The spatchcock chicken

Who doesn’t love chicken unless your vegan or vegetarian that is, I say each to there own. I did try be vegan lasted about 6 months, but in the end I went back to meat

spatchcock is when you remove backbone, allowing you to flatten out the chicken completely.

Thing I love about chicken is the recipes are endless I must have so many on my Instagram, from full chickens to fillets to wing and drumsticks all with different flavour. I do find myself using a lot of yougurt lately, like this one is yougurt and red pesto.

To spatchcock chicken get a scissors and cut from the bottom up along the back bone. There is plenty of YouTube videos to show how to do this properly.

I used plain Greek yougurt and red pesto and got my hands dirty and rubbed this into all the legs dirty job but someone has got to do it, I done this about 9am so come dinner time this bad boy will be ready for the oven about 5pm.

Why do people spatchcock? Well the reason I do it is because I find its less cooking time and cooks more even.

I like to start cooking at 170c for 40 minutes on flat tray and then usual turn the chicken over but with this marinade it will come off the chicken and look awful so after 40 minutes turn the heat up to 190c and Cook for 10 minutes.
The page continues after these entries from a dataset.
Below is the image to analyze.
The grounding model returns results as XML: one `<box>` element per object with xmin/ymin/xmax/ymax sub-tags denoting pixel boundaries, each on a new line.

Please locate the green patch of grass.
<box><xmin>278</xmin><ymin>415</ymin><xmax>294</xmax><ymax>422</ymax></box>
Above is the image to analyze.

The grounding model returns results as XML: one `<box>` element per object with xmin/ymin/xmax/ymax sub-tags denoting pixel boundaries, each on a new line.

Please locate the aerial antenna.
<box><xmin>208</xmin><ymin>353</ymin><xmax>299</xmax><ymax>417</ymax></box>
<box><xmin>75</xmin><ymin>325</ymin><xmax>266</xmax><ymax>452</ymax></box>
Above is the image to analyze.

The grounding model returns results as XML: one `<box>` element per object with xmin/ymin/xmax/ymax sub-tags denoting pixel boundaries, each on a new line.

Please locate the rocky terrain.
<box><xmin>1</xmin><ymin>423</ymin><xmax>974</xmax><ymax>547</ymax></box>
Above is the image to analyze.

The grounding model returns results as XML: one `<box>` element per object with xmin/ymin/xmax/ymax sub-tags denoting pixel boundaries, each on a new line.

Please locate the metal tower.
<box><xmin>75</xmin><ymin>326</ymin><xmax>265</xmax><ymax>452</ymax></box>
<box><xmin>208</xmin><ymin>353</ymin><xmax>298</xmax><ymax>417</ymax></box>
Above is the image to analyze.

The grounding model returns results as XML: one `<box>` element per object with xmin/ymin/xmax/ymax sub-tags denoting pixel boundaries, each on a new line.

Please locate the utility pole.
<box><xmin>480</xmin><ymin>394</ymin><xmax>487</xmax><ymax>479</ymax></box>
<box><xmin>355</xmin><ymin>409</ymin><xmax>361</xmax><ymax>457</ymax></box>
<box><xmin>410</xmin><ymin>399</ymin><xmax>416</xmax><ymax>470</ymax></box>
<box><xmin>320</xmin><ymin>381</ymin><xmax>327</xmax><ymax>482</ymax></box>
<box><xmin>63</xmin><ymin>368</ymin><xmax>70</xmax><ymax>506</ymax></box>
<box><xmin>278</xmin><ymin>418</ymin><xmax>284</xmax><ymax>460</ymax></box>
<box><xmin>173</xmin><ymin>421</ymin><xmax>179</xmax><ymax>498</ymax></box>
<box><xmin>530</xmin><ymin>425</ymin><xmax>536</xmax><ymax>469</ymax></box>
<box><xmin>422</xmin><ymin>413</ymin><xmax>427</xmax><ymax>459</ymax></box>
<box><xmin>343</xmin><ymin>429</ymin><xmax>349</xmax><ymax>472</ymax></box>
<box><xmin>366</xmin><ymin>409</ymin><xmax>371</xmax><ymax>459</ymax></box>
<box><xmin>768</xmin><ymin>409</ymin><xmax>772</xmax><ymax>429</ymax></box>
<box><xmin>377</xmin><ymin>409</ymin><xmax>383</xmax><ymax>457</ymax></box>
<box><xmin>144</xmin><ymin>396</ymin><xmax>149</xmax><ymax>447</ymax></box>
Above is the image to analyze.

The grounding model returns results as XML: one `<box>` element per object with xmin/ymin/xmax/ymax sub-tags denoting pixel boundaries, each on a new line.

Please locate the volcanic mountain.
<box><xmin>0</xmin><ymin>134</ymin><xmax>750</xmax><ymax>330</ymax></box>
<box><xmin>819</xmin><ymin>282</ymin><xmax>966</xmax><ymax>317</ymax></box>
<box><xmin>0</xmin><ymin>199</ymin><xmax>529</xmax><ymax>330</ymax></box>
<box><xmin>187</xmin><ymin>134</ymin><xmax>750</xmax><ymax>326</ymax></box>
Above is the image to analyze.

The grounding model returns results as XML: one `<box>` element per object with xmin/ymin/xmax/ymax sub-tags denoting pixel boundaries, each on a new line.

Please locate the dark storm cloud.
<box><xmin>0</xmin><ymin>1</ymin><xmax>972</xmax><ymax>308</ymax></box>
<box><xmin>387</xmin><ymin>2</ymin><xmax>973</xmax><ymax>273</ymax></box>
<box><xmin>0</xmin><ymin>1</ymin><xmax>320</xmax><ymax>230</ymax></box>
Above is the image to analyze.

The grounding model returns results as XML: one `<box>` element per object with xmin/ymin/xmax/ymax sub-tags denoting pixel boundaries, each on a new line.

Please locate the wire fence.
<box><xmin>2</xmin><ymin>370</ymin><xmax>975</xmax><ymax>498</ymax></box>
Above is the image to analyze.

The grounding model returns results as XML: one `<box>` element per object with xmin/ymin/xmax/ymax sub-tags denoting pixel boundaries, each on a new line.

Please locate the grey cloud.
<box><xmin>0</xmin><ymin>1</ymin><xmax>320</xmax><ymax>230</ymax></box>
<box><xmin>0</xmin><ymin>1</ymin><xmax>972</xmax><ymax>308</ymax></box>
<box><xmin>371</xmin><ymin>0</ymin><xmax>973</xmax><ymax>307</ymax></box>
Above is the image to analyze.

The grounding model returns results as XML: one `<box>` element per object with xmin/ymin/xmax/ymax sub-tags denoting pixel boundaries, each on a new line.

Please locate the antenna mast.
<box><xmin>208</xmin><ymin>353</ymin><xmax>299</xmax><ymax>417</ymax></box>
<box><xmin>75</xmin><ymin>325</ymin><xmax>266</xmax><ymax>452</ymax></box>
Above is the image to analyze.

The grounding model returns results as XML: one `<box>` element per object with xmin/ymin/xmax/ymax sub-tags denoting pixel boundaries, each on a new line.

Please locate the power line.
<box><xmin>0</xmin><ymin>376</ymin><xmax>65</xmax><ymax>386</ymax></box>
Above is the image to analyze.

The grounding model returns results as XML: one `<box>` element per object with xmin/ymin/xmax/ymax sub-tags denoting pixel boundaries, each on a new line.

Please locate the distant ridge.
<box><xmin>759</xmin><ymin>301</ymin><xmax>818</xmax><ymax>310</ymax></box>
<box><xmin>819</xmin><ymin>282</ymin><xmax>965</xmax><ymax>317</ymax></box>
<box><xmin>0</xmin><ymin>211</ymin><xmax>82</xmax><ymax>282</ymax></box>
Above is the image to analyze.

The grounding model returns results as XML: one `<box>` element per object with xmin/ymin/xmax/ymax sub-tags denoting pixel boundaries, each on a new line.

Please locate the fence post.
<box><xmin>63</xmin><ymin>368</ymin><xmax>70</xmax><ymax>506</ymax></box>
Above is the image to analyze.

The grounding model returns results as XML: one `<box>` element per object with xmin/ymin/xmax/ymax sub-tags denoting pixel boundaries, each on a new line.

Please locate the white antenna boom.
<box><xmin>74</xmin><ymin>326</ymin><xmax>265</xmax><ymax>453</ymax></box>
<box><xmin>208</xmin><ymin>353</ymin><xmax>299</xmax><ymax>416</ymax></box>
Cook with your eyes if it’s looking like it’s getting to black or cooking to quick simply turn the heat down and cover in foil be careful it doesn’t stick or it will take the skin off when you remove the foil.

When I know my chicken is done I love to turn on the grill or broiling if your in USA. This will give you a beautiful colour on top.

Serve this with sweet potatoe wedges and salad, this is a meal I would gladly have any day of the week.

Happy spatchcocking thanks for reading.